One more thing to make very clear. This child is 13.5 months old, and at this point has moved 3 times in ~1 month. The first time was when she was removed from the unsafe environment she was in prior to entering the foster care system. Then she was moved into her first foster family. (I'm not entirely sure where she stayed prior to being placed with her first foster family). Then she moved in with us. Believe me, a baby knows many things and is quite aware. We knew this. Just watching her confirmed her awareness. So, with it came a lot of anger, frustration, confusion, more anger and fear. I could see it plainly in her face and her behavior. It was near impossible to get a small smile out of her - I don't think she even understood in the beginning what smiling was. She screamed and cried most of the time - when she was taking a nap, my ears would be ringing with the sound of her screaming and crying. The rest of the time, she didn't do anything - no noise. She would become easily over-frustrated and tantrum furiously. That is an understatement.

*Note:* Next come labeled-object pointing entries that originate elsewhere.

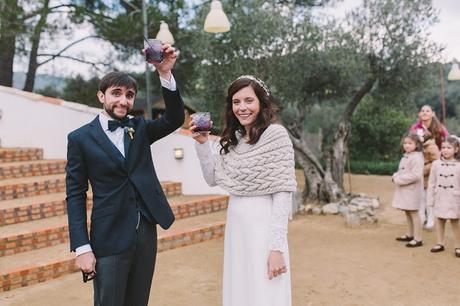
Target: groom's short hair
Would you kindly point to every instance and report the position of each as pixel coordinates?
(117, 79)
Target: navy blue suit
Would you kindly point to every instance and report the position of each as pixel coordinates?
(116, 181)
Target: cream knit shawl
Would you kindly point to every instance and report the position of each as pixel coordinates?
(263, 168)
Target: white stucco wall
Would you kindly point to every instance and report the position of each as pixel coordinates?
(30, 120)
(38, 124)
(186, 170)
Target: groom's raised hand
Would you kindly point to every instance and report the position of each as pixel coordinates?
(169, 59)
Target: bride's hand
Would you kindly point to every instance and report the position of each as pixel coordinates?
(275, 264)
(200, 137)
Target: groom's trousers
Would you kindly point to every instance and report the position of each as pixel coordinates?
(125, 279)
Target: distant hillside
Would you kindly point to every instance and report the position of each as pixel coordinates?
(41, 81)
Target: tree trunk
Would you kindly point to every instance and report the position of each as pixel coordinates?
(33, 65)
(326, 185)
(336, 158)
(318, 184)
(8, 32)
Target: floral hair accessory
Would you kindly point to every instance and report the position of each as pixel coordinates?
(257, 80)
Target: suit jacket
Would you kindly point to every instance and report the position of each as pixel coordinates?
(91, 156)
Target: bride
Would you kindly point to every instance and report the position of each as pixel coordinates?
(254, 162)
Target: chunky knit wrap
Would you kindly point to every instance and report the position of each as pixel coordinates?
(263, 168)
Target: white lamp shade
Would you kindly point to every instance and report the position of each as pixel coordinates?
(216, 20)
(454, 73)
(164, 35)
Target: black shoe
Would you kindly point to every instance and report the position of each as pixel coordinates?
(437, 248)
(404, 238)
(457, 252)
(414, 243)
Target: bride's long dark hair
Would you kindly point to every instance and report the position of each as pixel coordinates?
(231, 124)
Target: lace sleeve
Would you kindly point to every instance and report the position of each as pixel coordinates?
(205, 155)
(282, 205)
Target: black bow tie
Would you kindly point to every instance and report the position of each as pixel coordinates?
(115, 124)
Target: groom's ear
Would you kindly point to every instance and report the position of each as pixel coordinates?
(100, 95)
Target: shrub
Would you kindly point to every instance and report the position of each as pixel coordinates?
(373, 167)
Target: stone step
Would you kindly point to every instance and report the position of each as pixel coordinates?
(13, 170)
(47, 184)
(50, 205)
(8, 155)
(39, 265)
(36, 234)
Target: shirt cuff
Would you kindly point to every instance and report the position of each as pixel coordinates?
(168, 84)
(82, 250)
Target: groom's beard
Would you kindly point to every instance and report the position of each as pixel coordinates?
(111, 113)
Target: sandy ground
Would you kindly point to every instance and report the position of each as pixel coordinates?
(331, 264)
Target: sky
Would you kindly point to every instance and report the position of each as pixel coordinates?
(446, 33)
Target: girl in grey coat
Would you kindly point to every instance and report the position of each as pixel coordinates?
(409, 188)
(443, 192)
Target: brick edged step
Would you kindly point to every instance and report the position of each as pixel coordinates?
(38, 185)
(23, 237)
(24, 269)
(31, 186)
(8, 155)
(31, 168)
(50, 205)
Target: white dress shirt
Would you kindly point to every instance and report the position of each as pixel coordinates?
(116, 137)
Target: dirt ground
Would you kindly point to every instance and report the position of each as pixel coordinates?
(331, 264)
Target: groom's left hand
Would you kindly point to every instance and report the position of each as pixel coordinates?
(169, 59)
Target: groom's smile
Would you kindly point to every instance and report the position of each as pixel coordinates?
(117, 101)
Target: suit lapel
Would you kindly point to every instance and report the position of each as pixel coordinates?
(104, 142)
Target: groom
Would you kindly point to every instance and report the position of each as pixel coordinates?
(113, 153)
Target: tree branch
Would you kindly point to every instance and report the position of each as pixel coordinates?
(54, 56)
(58, 54)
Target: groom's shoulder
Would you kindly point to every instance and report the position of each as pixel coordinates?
(84, 129)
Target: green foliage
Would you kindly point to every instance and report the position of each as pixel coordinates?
(377, 129)
(50, 91)
(82, 91)
(376, 167)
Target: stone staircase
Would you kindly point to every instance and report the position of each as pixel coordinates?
(33, 222)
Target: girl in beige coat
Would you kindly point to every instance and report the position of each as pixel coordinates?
(443, 192)
(409, 188)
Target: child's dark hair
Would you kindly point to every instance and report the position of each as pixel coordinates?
(415, 138)
(116, 79)
(454, 142)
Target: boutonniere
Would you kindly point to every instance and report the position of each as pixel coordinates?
(130, 131)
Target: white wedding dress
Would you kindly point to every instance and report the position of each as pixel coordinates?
(255, 225)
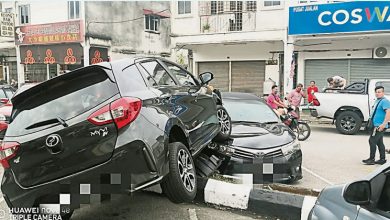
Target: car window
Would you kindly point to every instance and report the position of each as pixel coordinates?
(386, 85)
(132, 79)
(2, 94)
(181, 75)
(9, 93)
(250, 110)
(158, 73)
(149, 79)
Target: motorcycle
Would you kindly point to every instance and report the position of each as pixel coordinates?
(299, 127)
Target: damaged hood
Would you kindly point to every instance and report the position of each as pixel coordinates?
(260, 136)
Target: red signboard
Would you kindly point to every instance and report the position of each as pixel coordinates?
(54, 33)
(51, 54)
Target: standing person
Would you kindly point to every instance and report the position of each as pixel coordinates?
(380, 117)
(274, 100)
(336, 82)
(295, 97)
(310, 91)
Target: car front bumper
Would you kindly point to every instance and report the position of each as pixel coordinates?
(281, 169)
(125, 172)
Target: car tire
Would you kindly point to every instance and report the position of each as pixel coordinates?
(348, 122)
(180, 184)
(225, 124)
(206, 166)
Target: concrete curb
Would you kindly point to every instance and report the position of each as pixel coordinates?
(277, 204)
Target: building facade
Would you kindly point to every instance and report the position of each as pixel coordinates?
(52, 37)
(245, 43)
(232, 40)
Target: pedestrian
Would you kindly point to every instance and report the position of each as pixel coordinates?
(274, 100)
(380, 117)
(336, 82)
(310, 92)
(295, 97)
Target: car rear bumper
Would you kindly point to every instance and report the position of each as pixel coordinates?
(127, 171)
(268, 170)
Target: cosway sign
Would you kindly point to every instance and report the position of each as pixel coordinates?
(361, 16)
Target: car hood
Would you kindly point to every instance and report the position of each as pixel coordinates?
(261, 136)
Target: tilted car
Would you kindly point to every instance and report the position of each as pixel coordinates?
(105, 129)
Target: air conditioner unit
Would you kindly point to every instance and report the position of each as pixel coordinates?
(381, 52)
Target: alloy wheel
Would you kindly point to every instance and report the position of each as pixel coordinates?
(186, 170)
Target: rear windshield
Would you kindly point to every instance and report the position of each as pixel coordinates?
(63, 99)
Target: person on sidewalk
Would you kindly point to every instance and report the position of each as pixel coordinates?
(310, 92)
(274, 100)
(380, 118)
(295, 97)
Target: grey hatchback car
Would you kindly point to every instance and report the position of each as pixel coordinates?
(367, 199)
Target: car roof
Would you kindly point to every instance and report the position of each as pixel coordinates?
(240, 95)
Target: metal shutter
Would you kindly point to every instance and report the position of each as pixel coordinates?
(370, 68)
(220, 71)
(320, 70)
(248, 76)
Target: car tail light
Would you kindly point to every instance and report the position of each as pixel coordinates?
(122, 111)
(8, 151)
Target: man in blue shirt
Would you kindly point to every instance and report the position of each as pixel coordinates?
(380, 118)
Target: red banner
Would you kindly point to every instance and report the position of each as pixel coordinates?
(54, 33)
(50, 54)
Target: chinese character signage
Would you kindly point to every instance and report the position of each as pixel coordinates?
(360, 16)
(63, 32)
(98, 55)
(7, 24)
(52, 54)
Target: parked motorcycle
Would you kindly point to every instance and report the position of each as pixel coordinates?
(299, 127)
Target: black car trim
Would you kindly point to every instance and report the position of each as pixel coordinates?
(61, 178)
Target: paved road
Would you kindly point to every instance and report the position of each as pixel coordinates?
(333, 158)
(148, 205)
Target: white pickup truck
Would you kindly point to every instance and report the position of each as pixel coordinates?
(349, 108)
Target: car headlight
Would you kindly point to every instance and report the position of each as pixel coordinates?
(291, 148)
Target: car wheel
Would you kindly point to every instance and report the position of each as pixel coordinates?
(207, 165)
(348, 122)
(225, 124)
(180, 184)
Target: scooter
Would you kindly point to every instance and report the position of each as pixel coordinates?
(299, 127)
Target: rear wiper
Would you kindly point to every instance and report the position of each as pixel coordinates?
(48, 122)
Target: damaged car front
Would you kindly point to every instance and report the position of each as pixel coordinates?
(261, 145)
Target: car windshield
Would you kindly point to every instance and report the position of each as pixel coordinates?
(250, 111)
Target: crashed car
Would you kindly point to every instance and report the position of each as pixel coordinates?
(105, 129)
(261, 144)
(366, 199)
(6, 109)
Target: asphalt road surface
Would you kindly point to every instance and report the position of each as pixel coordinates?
(332, 158)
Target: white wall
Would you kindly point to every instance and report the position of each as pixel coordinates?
(43, 12)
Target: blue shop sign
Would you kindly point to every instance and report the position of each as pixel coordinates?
(362, 16)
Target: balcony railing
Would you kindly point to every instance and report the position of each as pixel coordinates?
(228, 22)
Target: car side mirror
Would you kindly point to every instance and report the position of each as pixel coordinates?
(4, 100)
(206, 77)
(358, 193)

She has stabilized with us in the past 5.5 months. She laughs, smiles all the time, and talks a lot. She was very small when we got her. A mere ~18 LBs and ~21 inches tall. Now, she is 30 inches tall, and 20 LBs. She finally has some hair, barely, and her two bottom front teeth, and now two upper front teeth are through. Thank God! She didn't really have much to her legs, but now they are fat for a skinny baby and strong. She has been walking for ~1.5 months. She imitates a lot, and says many words. She is very, very smart. She will follow instructions and listens - even when it is obvious she does not want to. She loves to have stories read to her. : )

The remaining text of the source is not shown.